COP ve UNFCCC ile ilgili daha fazla bilgiye buradan ulaşabilirsiniz. 

1997 yılında kabul edilen Kyoto Protokolü 2005 yılında yürürlüğe girdi. Kyoto Protokolü gelişmiş ülkelerin sera gazı salımlarını azaltmalarını sağlamayı amaçlıyordu. Protokolün ilk dönemi 2008-2012 yılları arasındaydı ve onaylayan ülkeler toplam %5 azaltım sözü verdiler.

DOHA ANLAŞMASI

Protokolün ikinci kısmı ise Doha Anlaşması olarak anılıyor. Doha Anlaşması’nı onaylayan ülkeler Kyoto’dakilerden farklıydı ve toplam %18 azaltım sözü verildi. Doha Anlaşması 2012-2020 yılları arasındaki azaltım hedefleri üzerineydi. Anlaşma ülkelerin onaylarını geç teslim etmesi üzerine iptal edilmesine 1 gün kala, 31 Aralık 2020’de yürürlüğe girdi. 

PARİS ANLAŞMASI

Paris Anlaşması 2015 yılında kabul edildi ve 2016 yılında yürürlüğe girdi. Paris Anlaşması’na ve Türkiye açısından anlamına dair Türkçe hazırlanan 10 soru ve cevaba buradan ulaşabilirsiniz. UNFCCC sitesinde Paris Anlaşması’na dair daha fazla bilgi için bu linki inceleyebilirsiniz. 

Paris Anlaşması ülkelerin ulusal kararla belirledikleri azaltım taahhütleri üzerine kuruludur. Ülkeler Ulusal Katkı Beyanları’nı (NDC - Nationally Determined Contribution) paylaşarak yapmayı planladıkları azaltımları açıklar. 2015 yılında Paris Anlaşması imzalandığında her 5 yılda bir ülkelerin hedeflerini iyileştirmeleri ve UNFCCC sekreteryasına sunması planlanmıştı. 2020 yılında Konferansın gerçekleştirilememesi üzerine taraf ülkelerden NDC’lerini bu yıl güncellemeleri ve Konferansta yeni 2030 yılı hedeflerini açıklamaları bekleniyor. 

KÜRESEL DURUM DEĞERLENDİRMESİ

2021 ayrıca Küresel Durum Değerlendirmesi (Global Stocktake) için veri toplanmasının başlama yılı. Küresel Durum Değerlendirmesi her 5 yılda bir ülkelerin kolektif ilerlemelerini değerlendirecek. Azaltım, uyum ve finansman konusunda ilerlemeye dair ilk değerlendirme raporunun 2023’de yayınlanması ve 2025 yeni NDC hedefleri için yol gösterici olması planlanıyor.
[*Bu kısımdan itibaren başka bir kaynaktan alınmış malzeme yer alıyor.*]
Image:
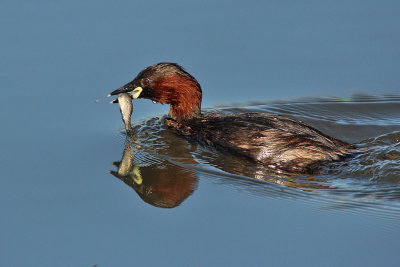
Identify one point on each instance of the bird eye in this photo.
(145, 81)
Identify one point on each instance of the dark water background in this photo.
(76, 191)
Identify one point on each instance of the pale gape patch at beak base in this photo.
(136, 92)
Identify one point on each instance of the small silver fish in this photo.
(125, 107)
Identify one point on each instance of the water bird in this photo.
(279, 142)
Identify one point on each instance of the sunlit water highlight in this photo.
(367, 183)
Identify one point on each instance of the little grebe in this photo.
(276, 141)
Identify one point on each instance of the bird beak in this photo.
(129, 89)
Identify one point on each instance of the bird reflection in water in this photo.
(160, 184)
(166, 184)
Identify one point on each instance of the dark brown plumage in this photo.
(279, 142)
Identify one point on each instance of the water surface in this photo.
(175, 203)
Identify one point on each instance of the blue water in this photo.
(59, 204)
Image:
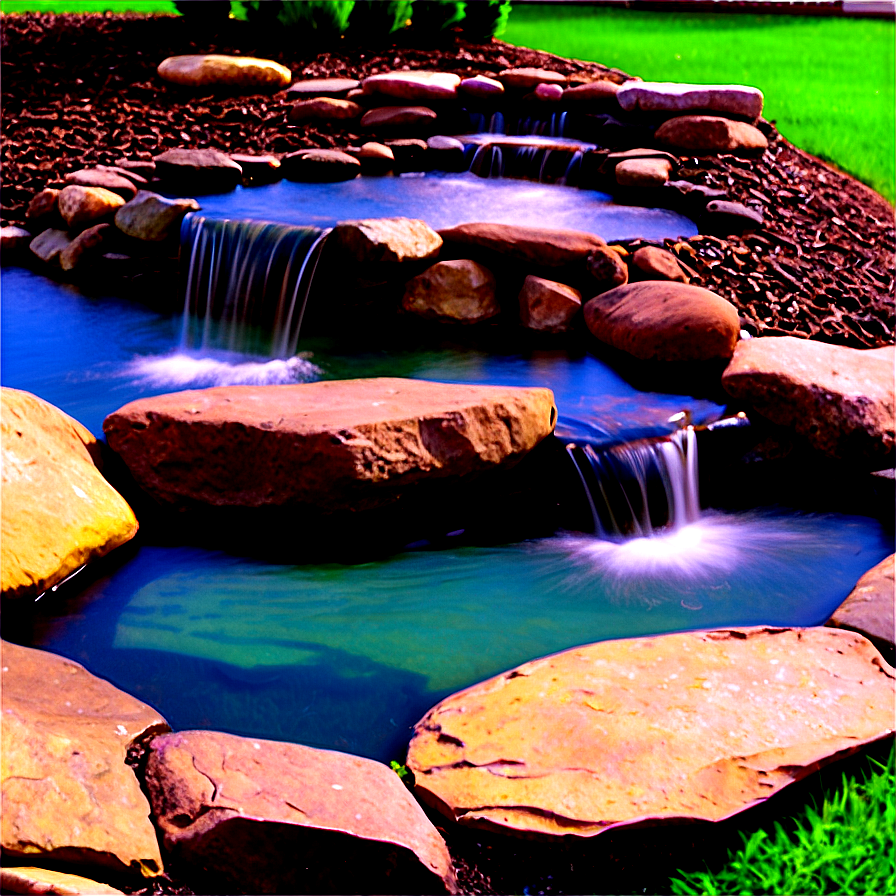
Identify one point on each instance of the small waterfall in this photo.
(640, 488)
(245, 284)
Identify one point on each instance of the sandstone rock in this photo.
(320, 166)
(347, 444)
(707, 134)
(481, 87)
(645, 173)
(668, 96)
(460, 291)
(607, 268)
(548, 306)
(43, 882)
(661, 321)
(335, 88)
(85, 244)
(414, 87)
(151, 217)
(870, 608)
(58, 512)
(658, 264)
(67, 793)
(284, 818)
(232, 72)
(82, 206)
(390, 240)
(840, 399)
(324, 109)
(533, 245)
(530, 78)
(673, 727)
(49, 245)
(195, 171)
(408, 117)
(108, 180)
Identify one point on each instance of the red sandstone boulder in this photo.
(674, 727)
(349, 444)
(659, 321)
(841, 399)
(268, 817)
(68, 794)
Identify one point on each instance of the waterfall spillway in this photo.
(245, 284)
(640, 488)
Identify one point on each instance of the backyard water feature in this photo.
(349, 655)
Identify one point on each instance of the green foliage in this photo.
(375, 20)
(485, 19)
(845, 847)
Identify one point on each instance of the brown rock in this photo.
(330, 445)
(151, 217)
(533, 245)
(461, 291)
(548, 306)
(658, 264)
(707, 134)
(82, 206)
(283, 818)
(607, 268)
(390, 240)
(841, 399)
(870, 608)
(108, 180)
(232, 72)
(85, 244)
(673, 727)
(58, 513)
(662, 321)
(414, 87)
(68, 794)
(324, 109)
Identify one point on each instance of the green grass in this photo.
(846, 846)
(828, 82)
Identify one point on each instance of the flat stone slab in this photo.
(58, 512)
(870, 608)
(632, 732)
(841, 399)
(274, 817)
(67, 793)
(347, 444)
(669, 96)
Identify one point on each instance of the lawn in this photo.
(828, 82)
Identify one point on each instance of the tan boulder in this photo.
(391, 240)
(548, 306)
(68, 794)
(233, 72)
(707, 134)
(151, 217)
(414, 87)
(82, 206)
(58, 513)
(661, 321)
(534, 245)
(841, 399)
(461, 291)
(668, 96)
(674, 727)
(346, 444)
(870, 608)
(272, 817)
(43, 882)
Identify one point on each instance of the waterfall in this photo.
(245, 284)
(640, 488)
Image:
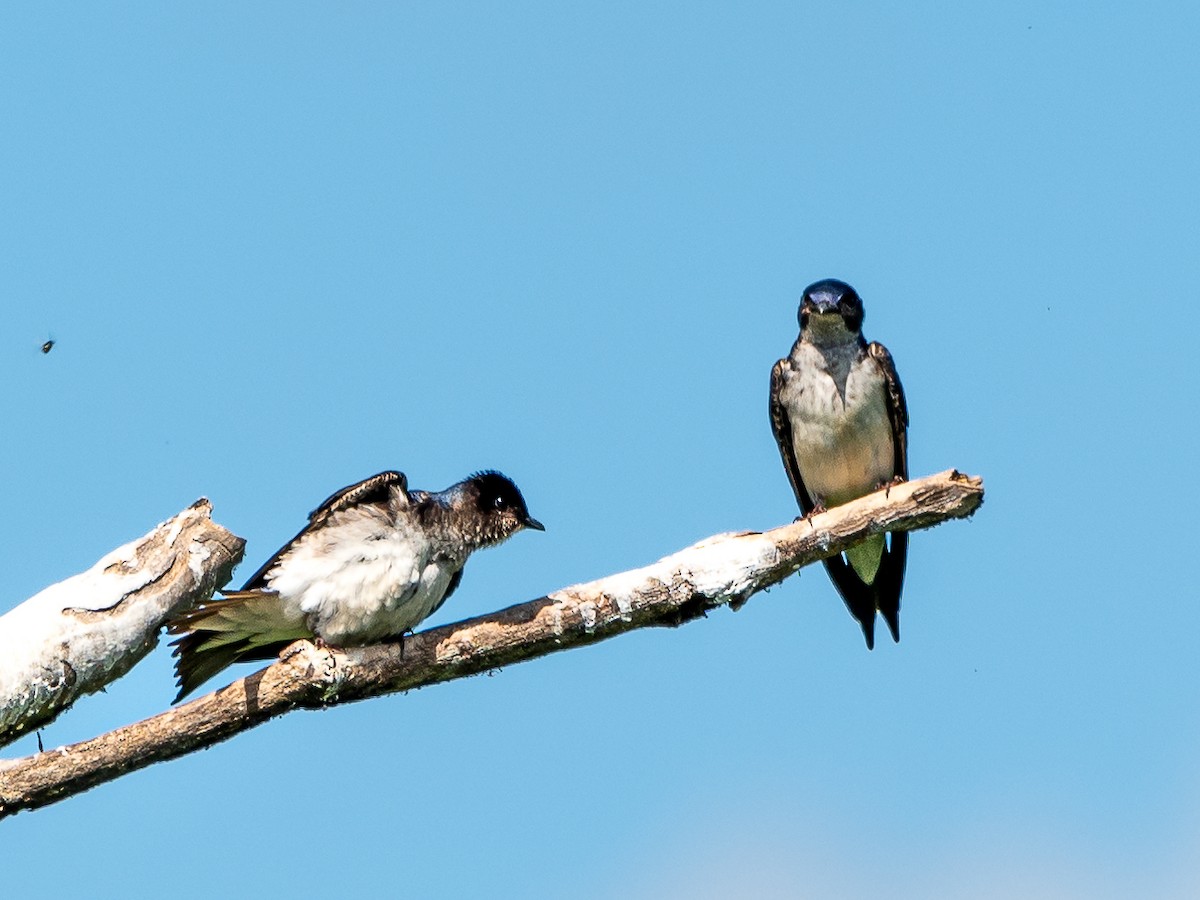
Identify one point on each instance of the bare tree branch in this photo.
(671, 592)
(76, 636)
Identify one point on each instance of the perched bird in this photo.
(373, 562)
(840, 418)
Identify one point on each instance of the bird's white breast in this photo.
(841, 436)
(363, 577)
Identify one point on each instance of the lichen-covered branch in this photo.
(76, 636)
(676, 589)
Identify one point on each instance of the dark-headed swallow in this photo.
(373, 562)
(840, 418)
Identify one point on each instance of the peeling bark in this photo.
(676, 589)
(76, 636)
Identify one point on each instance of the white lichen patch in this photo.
(588, 613)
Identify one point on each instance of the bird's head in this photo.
(498, 507)
(831, 312)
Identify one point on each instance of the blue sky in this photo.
(283, 246)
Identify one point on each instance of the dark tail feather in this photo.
(244, 625)
(883, 594)
(858, 597)
(889, 581)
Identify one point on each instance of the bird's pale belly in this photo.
(843, 457)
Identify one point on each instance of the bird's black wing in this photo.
(376, 489)
(455, 581)
(898, 408)
(783, 429)
(889, 580)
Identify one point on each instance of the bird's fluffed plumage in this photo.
(840, 419)
(373, 562)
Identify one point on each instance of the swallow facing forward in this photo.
(373, 562)
(840, 418)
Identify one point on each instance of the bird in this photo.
(373, 562)
(841, 421)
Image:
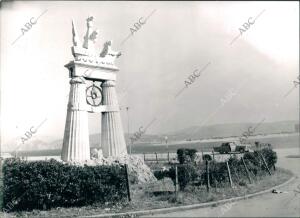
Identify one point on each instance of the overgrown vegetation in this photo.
(186, 155)
(48, 184)
(190, 172)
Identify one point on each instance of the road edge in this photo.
(192, 206)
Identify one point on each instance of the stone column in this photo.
(112, 135)
(76, 146)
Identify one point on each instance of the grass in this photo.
(142, 199)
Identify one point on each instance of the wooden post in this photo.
(265, 163)
(207, 176)
(176, 182)
(248, 175)
(237, 176)
(229, 174)
(127, 183)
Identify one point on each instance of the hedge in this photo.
(218, 173)
(186, 155)
(48, 184)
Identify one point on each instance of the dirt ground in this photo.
(286, 204)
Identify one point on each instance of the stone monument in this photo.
(99, 69)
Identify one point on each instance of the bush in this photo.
(48, 184)
(270, 156)
(186, 155)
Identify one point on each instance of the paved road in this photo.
(267, 205)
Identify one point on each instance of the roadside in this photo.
(271, 205)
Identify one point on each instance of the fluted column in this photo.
(112, 135)
(76, 146)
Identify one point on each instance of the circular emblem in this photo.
(93, 95)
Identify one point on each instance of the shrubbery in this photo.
(189, 172)
(186, 155)
(48, 184)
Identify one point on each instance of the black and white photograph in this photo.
(149, 109)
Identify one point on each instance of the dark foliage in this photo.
(48, 184)
(186, 155)
(218, 172)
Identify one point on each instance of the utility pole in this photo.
(127, 109)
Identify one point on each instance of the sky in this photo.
(242, 82)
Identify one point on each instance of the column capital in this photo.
(77, 80)
(109, 83)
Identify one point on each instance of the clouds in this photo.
(178, 38)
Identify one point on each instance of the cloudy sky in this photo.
(242, 82)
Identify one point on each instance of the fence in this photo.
(215, 174)
(160, 157)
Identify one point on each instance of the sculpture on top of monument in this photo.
(87, 52)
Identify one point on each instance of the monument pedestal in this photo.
(88, 65)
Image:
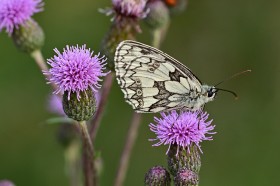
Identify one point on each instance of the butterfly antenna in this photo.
(233, 76)
(233, 93)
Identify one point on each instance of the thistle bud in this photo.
(186, 177)
(80, 108)
(179, 157)
(157, 176)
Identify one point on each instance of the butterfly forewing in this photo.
(151, 80)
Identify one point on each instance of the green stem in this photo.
(88, 156)
(126, 154)
(72, 163)
(95, 123)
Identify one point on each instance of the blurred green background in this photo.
(214, 38)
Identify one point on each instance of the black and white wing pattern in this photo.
(153, 81)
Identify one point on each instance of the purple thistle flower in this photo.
(76, 70)
(130, 8)
(182, 129)
(14, 13)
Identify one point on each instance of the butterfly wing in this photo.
(151, 80)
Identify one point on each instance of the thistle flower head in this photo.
(76, 70)
(14, 13)
(130, 8)
(182, 129)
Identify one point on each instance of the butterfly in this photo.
(152, 81)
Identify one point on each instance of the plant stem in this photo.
(95, 123)
(129, 143)
(72, 163)
(88, 156)
(40, 61)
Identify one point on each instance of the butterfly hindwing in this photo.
(151, 80)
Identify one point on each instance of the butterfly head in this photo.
(209, 92)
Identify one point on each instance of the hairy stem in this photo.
(129, 143)
(88, 156)
(95, 123)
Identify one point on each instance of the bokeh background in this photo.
(214, 38)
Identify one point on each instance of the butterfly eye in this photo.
(210, 93)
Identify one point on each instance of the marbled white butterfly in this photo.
(153, 81)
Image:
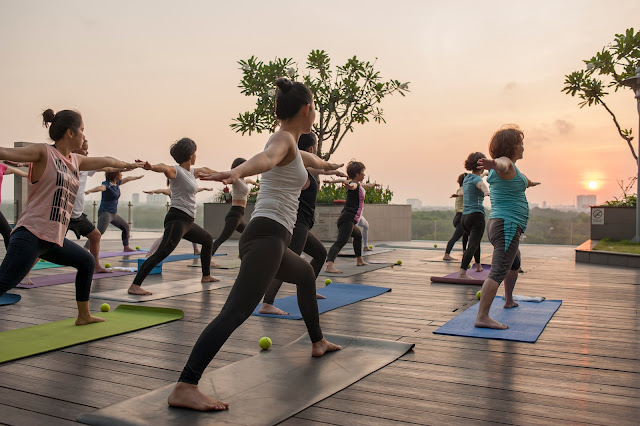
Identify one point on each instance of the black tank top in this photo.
(307, 203)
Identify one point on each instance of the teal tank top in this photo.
(473, 198)
(508, 202)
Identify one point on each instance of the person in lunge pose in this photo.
(263, 244)
(53, 184)
(507, 220)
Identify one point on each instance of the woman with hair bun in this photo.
(507, 220)
(53, 185)
(263, 244)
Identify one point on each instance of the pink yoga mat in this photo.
(67, 278)
(477, 278)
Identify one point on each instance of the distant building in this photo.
(585, 201)
(415, 203)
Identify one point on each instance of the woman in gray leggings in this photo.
(108, 211)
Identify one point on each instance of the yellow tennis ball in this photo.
(265, 343)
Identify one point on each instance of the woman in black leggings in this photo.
(349, 218)
(473, 212)
(53, 185)
(179, 221)
(263, 244)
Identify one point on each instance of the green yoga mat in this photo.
(24, 342)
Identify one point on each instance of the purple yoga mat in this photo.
(477, 278)
(67, 278)
(122, 253)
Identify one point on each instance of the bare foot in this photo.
(136, 289)
(185, 395)
(319, 348)
(268, 308)
(490, 323)
(88, 319)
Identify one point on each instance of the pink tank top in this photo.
(50, 200)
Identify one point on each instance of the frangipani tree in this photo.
(345, 97)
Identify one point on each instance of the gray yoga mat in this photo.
(162, 290)
(350, 269)
(264, 389)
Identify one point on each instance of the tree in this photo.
(350, 95)
(614, 63)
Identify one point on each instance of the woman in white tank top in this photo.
(263, 245)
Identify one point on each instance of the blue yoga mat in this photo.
(175, 257)
(525, 322)
(9, 299)
(337, 295)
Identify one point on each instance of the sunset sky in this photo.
(146, 73)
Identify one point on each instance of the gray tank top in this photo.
(279, 192)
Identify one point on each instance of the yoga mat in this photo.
(525, 322)
(350, 253)
(24, 342)
(477, 278)
(350, 269)
(264, 389)
(70, 277)
(162, 290)
(224, 264)
(175, 257)
(337, 295)
(9, 299)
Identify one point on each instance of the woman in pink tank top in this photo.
(53, 185)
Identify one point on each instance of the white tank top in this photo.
(184, 188)
(240, 190)
(279, 192)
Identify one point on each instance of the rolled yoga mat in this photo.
(337, 295)
(526, 322)
(264, 389)
(477, 278)
(24, 342)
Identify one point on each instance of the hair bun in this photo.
(47, 117)
(284, 84)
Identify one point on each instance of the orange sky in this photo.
(146, 73)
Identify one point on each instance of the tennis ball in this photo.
(265, 343)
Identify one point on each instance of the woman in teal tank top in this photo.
(507, 221)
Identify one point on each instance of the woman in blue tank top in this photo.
(507, 221)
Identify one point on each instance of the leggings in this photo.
(24, 248)
(362, 223)
(5, 230)
(472, 224)
(178, 225)
(232, 222)
(302, 240)
(264, 254)
(459, 232)
(106, 218)
(346, 228)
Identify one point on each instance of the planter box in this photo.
(614, 223)
(387, 222)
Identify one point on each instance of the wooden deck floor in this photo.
(585, 368)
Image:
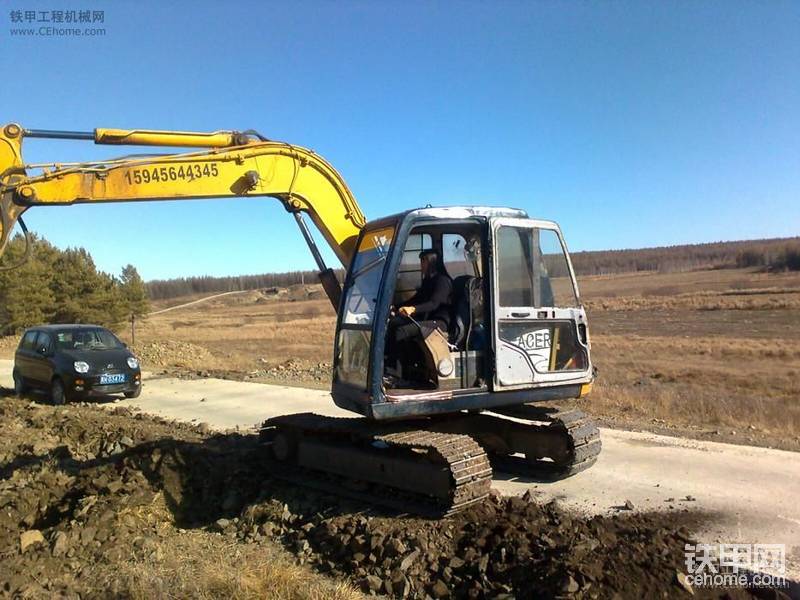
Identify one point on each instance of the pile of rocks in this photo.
(294, 370)
(83, 489)
(172, 353)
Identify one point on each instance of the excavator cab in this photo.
(517, 332)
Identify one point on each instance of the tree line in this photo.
(163, 289)
(774, 254)
(65, 286)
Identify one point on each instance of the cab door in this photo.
(539, 333)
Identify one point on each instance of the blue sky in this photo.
(630, 123)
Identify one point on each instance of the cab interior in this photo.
(459, 364)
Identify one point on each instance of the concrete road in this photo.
(751, 495)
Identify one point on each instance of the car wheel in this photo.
(135, 393)
(58, 395)
(19, 384)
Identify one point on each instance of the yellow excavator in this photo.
(437, 417)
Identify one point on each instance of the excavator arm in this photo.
(227, 165)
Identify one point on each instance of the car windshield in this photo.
(86, 339)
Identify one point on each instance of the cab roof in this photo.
(54, 327)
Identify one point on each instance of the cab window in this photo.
(44, 341)
(29, 341)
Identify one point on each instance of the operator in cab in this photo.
(428, 309)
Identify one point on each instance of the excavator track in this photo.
(581, 438)
(539, 442)
(398, 466)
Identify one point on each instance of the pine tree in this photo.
(134, 292)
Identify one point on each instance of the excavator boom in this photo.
(230, 165)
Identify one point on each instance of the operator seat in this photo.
(464, 290)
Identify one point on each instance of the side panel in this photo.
(539, 334)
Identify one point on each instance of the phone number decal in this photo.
(188, 172)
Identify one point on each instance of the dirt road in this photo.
(749, 494)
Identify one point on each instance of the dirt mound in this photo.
(172, 353)
(84, 491)
(294, 370)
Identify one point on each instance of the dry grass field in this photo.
(711, 354)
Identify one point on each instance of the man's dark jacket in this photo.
(432, 300)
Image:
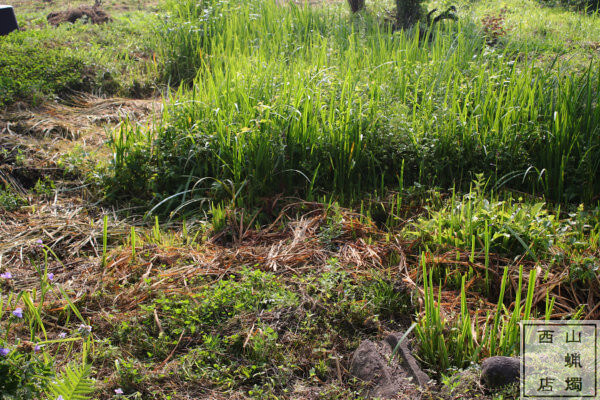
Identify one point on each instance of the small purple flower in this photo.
(85, 329)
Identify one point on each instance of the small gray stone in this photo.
(500, 371)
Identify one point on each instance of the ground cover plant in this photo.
(307, 177)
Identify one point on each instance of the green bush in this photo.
(30, 74)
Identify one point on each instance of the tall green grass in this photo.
(288, 99)
(456, 341)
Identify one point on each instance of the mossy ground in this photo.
(261, 301)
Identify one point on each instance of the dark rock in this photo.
(500, 371)
(371, 363)
(8, 21)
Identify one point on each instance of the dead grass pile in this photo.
(94, 15)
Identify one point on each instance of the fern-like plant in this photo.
(74, 384)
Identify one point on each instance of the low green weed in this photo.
(486, 223)
(28, 354)
(10, 201)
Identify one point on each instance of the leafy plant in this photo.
(74, 383)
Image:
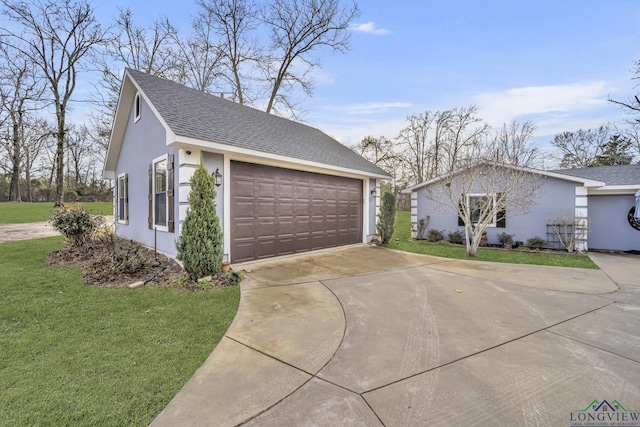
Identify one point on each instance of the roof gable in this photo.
(194, 114)
(611, 175)
(550, 174)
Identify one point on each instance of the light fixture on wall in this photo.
(218, 177)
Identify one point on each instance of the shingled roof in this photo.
(195, 114)
(611, 175)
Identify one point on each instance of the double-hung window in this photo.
(160, 203)
(122, 196)
(161, 197)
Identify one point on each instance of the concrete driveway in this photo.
(369, 336)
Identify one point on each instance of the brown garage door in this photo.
(277, 211)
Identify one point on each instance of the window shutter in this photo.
(126, 198)
(170, 194)
(150, 217)
(501, 217)
(460, 220)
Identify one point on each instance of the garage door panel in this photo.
(277, 211)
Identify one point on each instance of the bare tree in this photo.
(233, 22)
(297, 28)
(80, 153)
(19, 90)
(150, 50)
(579, 149)
(415, 142)
(434, 142)
(36, 136)
(460, 131)
(482, 192)
(200, 56)
(57, 36)
(632, 104)
(513, 145)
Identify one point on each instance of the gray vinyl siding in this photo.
(556, 196)
(144, 141)
(610, 228)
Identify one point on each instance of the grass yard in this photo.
(558, 259)
(24, 212)
(74, 354)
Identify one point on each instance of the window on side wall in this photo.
(160, 205)
(136, 108)
(123, 198)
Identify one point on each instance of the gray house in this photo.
(604, 195)
(282, 187)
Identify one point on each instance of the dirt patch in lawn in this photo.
(115, 262)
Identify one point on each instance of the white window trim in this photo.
(493, 196)
(126, 199)
(164, 157)
(137, 108)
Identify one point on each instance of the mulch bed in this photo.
(114, 261)
(111, 261)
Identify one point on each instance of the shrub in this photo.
(77, 225)
(434, 235)
(387, 218)
(536, 243)
(505, 238)
(456, 237)
(422, 226)
(200, 243)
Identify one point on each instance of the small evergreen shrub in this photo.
(200, 243)
(505, 238)
(456, 237)
(434, 235)
(536, 243)
(422, 226)
(77, 225)
(387, 218)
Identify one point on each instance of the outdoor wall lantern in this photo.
(218, 177)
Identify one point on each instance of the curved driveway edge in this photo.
(369, 336)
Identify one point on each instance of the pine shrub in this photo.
(200, 243)
(387, 218)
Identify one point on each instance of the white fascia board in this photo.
(254, 156)
(614, 190)
(585, 182)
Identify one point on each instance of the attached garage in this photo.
(276, 211)
(282, 187)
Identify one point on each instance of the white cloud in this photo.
(369, 107)
(539, 103)
(369, 28)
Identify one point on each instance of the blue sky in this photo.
(552, 62)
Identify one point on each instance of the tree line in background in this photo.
(436, 143)
(256, 53)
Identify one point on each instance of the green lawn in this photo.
(24, 212)
(73, 354)
(559, 259)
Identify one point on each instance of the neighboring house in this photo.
(604, 195)
(282, 187)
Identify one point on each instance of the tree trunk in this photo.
(15, 159)
(60, 157)
(27, 175)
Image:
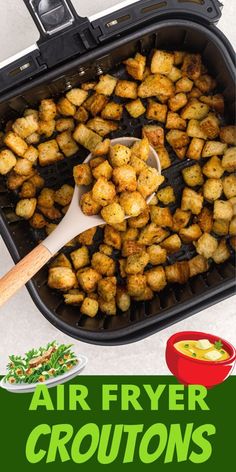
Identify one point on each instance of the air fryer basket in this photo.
(175, 302)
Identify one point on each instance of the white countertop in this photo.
(22, 326)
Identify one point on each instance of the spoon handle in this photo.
(22, 272)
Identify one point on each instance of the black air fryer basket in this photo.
(72, 50)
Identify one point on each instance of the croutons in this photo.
(61, 278)
(192, 201)
(86, 137)
(193, 175)
(206, 245)
(7, 161)
(25, 208)
(49, 153)
(126, 89)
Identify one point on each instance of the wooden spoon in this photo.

Küresel Durum Değerlendirmesi hakkında ayrıntılı bilgiye buradan ulaşabilirsiniz. 

GEREKLİ ADIMLAR ATILMADI

İklim krizi gelecekte değil günümüzde yaşanan bir kriz, emisyonları ciddi şekilde azaltsak bile tüm dünya bu krizden etkilenmeye devam edecek. Krizin en büyük etkilerini ise küresel ısınmada sorumluluğu en düşük olan, krizle mücadele imkanları sınırlı olan yoksul ve kırılgan ülkeler yaşıyor. Küresel Güney ülkeleri uzun yıllardır iklim fonlarının adaptasyon ve azaltım için eşit şekilde paylaştırılması gerektiğini savunuyor. Ancak bu konuda gerekli adımlar atılmadı. Birleşik Krallık, COP26’da Adaptasyon üzerine çalışmak üzere Mısır, Bangladeş, Malawi, Hollanda, Saint Lucia ve Birleşmiş Milletler Kalkınma Programı ile birlikte Adaptasyon Koalisyonu’nu oluşturdu. Adaptasyon Koalisyonu hakkında ayrıntılı bilgiye buradan ulaşabilirsiniz.

NDC'LERDEKİ EMİSYON AÇIĞININ KAPATILMASI TALEBİ

Sivil toplumun COP’tan ana taleplerinden biri NDC’lerdeki emisyon açığının kapatılması. Tüm tarafların, özellikle gelişmiş ülkelerin yenilenmiş, ve 1,5℃ hedefi ile uyumlu, tarihsel sorumluluklarını da hesaba katan yeni NDC’ler teslim etmesi ve bu azaltım hedeflerine nasıl ulaşacaklarını açıklayan kapsamlı politikalarını da sunmaları talep ediliyor. Tarafların, 2023’deki ilk küresel durum değerlendirmesinden önce kolektif 2030 hedeflerini 1,5℃ hedefine uygun hale getirmesi de sivil toplumun talepleri arasında.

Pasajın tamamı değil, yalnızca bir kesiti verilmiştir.